[whatwg] Encoding Sniffing

Mon Apr 23 01:19:38 PDT 2012

On Sat, Apr 21, 2012 at 1:21 PM, Anne van Kesteren <annevk at opera.com> wrote:
> This morning I looked into what it would take to define Encoding Sniffing.
> http://wiki.whatwg.org/wiki/Encoding#Sniffing has links as to what I looked
> at (minus Opera internal). As far as I can tell Gecko has the most
> comprehensive approach and should not be too hard to define (though writing
> it all out correctly and clear will be some work).
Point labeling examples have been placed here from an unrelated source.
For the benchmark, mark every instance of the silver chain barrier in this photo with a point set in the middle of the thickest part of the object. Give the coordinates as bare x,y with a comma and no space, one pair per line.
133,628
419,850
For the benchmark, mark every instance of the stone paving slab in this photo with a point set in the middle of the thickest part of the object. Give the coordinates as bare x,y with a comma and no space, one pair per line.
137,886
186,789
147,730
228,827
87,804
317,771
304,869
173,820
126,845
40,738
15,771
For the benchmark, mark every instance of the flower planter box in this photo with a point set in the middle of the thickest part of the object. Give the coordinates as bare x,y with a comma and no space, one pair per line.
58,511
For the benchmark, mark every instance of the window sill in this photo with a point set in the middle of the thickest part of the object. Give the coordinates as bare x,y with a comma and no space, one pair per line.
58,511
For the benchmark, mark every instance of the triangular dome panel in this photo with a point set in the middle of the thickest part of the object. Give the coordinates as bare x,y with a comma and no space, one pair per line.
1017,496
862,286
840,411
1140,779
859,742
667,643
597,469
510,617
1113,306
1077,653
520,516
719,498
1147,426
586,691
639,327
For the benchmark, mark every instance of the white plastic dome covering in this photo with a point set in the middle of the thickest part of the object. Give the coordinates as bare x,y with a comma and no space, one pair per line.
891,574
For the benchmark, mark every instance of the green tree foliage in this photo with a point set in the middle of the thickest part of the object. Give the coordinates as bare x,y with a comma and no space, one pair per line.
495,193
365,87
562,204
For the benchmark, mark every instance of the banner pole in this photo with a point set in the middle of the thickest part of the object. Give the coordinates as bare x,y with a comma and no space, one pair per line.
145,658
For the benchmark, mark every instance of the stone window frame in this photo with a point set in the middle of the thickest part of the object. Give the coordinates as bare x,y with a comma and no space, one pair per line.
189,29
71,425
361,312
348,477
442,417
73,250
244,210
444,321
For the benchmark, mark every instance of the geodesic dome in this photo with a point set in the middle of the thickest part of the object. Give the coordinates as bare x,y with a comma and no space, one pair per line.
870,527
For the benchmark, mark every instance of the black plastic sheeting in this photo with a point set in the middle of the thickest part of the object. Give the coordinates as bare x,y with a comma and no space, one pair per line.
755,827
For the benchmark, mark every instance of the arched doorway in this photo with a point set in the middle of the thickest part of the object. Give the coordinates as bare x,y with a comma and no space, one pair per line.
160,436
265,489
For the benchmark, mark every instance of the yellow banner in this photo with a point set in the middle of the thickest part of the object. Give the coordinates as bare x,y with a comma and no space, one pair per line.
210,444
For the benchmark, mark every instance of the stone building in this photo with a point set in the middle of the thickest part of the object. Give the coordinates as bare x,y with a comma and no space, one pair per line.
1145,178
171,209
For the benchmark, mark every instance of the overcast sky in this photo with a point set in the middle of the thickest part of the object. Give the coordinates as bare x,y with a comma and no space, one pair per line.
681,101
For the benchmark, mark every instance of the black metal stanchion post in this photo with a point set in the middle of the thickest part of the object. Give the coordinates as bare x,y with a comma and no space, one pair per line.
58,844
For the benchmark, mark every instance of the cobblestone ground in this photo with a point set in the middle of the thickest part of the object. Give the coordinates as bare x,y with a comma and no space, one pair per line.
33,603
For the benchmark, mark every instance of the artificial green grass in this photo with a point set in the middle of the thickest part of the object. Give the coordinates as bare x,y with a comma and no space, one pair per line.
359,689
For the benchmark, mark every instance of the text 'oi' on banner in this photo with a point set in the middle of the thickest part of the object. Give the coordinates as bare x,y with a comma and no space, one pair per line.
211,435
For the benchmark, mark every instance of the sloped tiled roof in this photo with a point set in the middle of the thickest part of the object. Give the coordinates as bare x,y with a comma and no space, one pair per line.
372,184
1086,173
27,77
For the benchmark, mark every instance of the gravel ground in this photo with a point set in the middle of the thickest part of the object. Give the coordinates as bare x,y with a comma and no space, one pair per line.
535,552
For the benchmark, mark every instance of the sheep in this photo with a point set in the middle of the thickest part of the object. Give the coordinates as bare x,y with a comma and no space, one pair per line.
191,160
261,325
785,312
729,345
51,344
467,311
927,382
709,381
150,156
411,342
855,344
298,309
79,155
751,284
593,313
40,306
The Gecko notes aren't quite right:
 * The detector chosen from the UI is used for HTML and plain text
when loading those in a browsing context from HTTP GET or from a
non-http URL. (Not used for POST responses. Not used for XHR.)
 * The default for the UI setting depends on the locale. Most locales
default to know detector at all. Only zh-TW defaults to the Universal
detector. (I'm not sure why, but I think this is a bug of *some* kind.
Perhaps the localizer wanted to detect both Traditional and Simplified
Chinese encodings and we don't have a detector configuration for
Traditional&Simplified.) Other locales that default to having a
detector enabled default to a locale-specific detector (e.g. Japanese
or Ukranian).
 * The Universal detector is used regardless of UI setting or locale
when using the FileReader to read a local file as text. (I'm
personally very unhappy about this sort of use of heuristics in a new
feature.)
 * The Universal detector isn't really universal. In particular, it
misdetects Central European encodings like ISO-8859-2. (I'm personally
unhappy that we expose the Universal detector in the UI and thereby
bait people to enable it.)
 * Regardless of detector setting, when loading HTML or plain text in
a browsing context, Basic Latin encoded as UTF-16BE or UTF-16LE is
detected. This detection is not performed by FileReader.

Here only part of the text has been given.